Donc on peut dire que l’administration coloniale, d’une certaine façon, et peut-être Leclerc et Martial Merlin ont profité d’un moment de vide au niveau de l’administration coloniale pour arrêter Ahmadou Bamba, le juger et le déporter. Parce que pendant toute cette période-là, d’arrestation en août et de déportation en septembre, il n’y avait pratiquement pas d’administration titulaire au Sénégal, il n’y avait que des intérimaires.
De Saint-Louis on l’a amené à Dakar, de Dakar, il a pris un bateau de ligne qui venait du Brésil. Il dit par exemple qu’on l’a emmené de Dakar à Conakry et il dit que c’est à Conakry qu’il a appris qu’il allait au Gabon, parce que l’administration coloniale ne l’avait pas informé de la destination de sa déportation. Ensuite il est peut-être passé au Dahomey, il est passé au Cameroun, etc et finalement il est donc arrivé au Gabon.
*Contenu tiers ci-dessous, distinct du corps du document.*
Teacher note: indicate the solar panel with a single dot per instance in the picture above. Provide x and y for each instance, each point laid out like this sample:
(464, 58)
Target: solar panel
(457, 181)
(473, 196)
Ahmadou Bamba lui-même en parle. Il dit que lorsqu’il est allé dans le bateau, il était dans une cabine normale, il n’y avait pas de problèmes… mais une fois que le commandant du bateau a lu une lettre se rapportant à son cas, son attitude a complètement changé. On l’a sorti de cette cabine-là -qu’il préférait- et on l’a mis dans la foule. Il avait énormément de difficultés pour trouver de l’eau et pour aller aux toilettes etc. et il y avait beaucoup de gens dans le bateau qui lui étaient hostiles.Mais Cheikh Ahmadou Bamba raconte que, finalement, avant qu’il n’arrive au Gabon, l’opinion du commandant avait changé et que l’opinion de beaucoup de gens dans le bateau avait changé. Finalement, les gens lui ont dit qu’il avait été victime d’une injustice. Il a particulièrement apprécié le rôle du docteur dans le bateau et le rôle d’un jeune Français, dont il dit que « ce jeune chrétien-là se comportait envers moi comme un disciple mouride ».
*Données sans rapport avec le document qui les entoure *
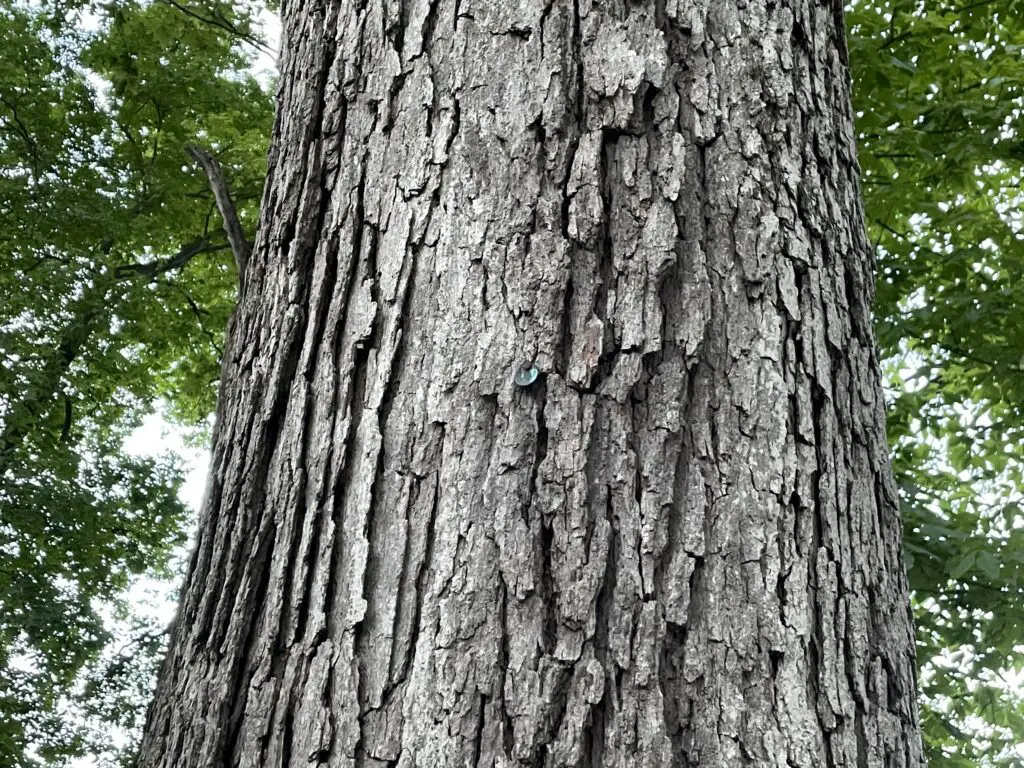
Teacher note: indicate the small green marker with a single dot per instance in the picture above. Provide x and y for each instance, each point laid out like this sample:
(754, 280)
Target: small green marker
(526, 375)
Source : Abdoulaye Dieye » Sur les traces de Cheikh Ahmadou Bamba: l’exil au Gabon, période coloniale, 1895-1902″ .
Le nom de Cheikh Ahmadou Bamba est apparu pour la première fois dans les archives coloniales en 1889. C’est à cette époque qu’Ahmadou Bamba commence à s’installer dans son village de Touba – bien connu maintenant – qui est le lieu saint des Mourides. Un administrateur colonial du nom de Tautin qui était en mission dans la zone, avait appris qu’un certain Cheikh Ahmadou Bamba, un marabout, était en train de construire son village dans cette zone. Tautin en a immédiatement eu une lecture stratégique : pour lui, la zone où Ahmadou Bamba était en train de construire son village se situait à la frontière du Baol et du Djolof et n’était pas loin du tout de la frontière de la Gambie. Donc pour lui, ce marabout là , était en train de construire son village dans une zone où plusieurs frontières se superposaient et il lui était facile de s’échapper si jamais il créait des troubles et voulait sortir en dehors du contrôle de l’administration coloniale. C’est la lecture qu’il en avait eu en 1889, le premier contact. Après cela, rien de particulier ne s’est passé jusqu’en 1892. Cette année-là se produisent les premiers incidents entre les mourides et l’administration coloniale. Ce sont des incidents qui ont opposé des chefs musulmans noirs africains qui travaillaient avec l’administration coloniale dans le Nord-Cayor, dans la zone du Ndiambour. Ces chefs là se plaignaient à l’administration coloniale du fait que les mourides, disaient-ils, refusaient de se subordonner à eux… que les mourides mettaient leurs marabouts et leurs dirigeants au-dessus des chefs qui représentent l’administration coloniale… ils les accusaient de ne pas payer leur impôt alors qu’ils donnaient la Hadiya à leur marabout. D’une certaine manière, ils commençaient à se plaindre du fait qu’il y avait une certaine opposition mouride qui se développait dans leur zone, dans leur fief. Et ce sont donc ces premiers rapports-là qui ont été à l’origine des tensions entre l’administration coloniale et les mourides… Ahmadou Bamba en particulier.
Entre 1892 et 1893, il y a eu un échange de lettres entre Cheikh Ahmadou Bamba et le gouverneur Lamothe… Ahmadou Bamba aurait même voyagé en ce temps-là à Saint-Louis -il se rendait en Mauritanie mais s’est arrêté à Saint-Louis- il a certainement eu des entretiens avec le gouverneur parce que, par la suite, nous avons appris qu’il a reçu des livres que le gouverneur lui a envoyés. Lamothe lui-même lui avait envoyé un ballot de tissus en 1895, avant son arrestation. Donc d’une certaine manière entre 1892 et 1893, il y a eu des tensions mais ces tensions se sont estompées pour revenir en 1895.
En 1895, de nouvelles accusations se sont développées, mais cette fois-ci plus graves, venant également de la zone du Djolof et du Nord Cayor. Là-bas aussi, ce sont des chefs africains qui ont informé l’administration coloniale que Ahmadou Bamba était en fait en train de préparer un « djihad de l’épée », qu’il avait acheté des fusils et qu’ils avaient vu des chameaux chargés de fusils qui allaient vers son village de Ndam (Darou marnane)… Ils disaient également qu’il avait commandé beaucoup de mil et que des pileuses étaient mobilisées pour le piler et préparer le couscous qui serait utilisé comme provision de guerre, parce qu’Ahmadou Bamba n’attendait que la fin de la saison des pluies pour commencer « le Djihad de l’épée ». Ils disaient enfin qu’il allait déclencher ce djihad en collaboration avec certains chefs africains comme le chef du Djolof qui avait été nommé par l’administration coloniale mais qui n’était pas très heureux dans son royaume du Djolof.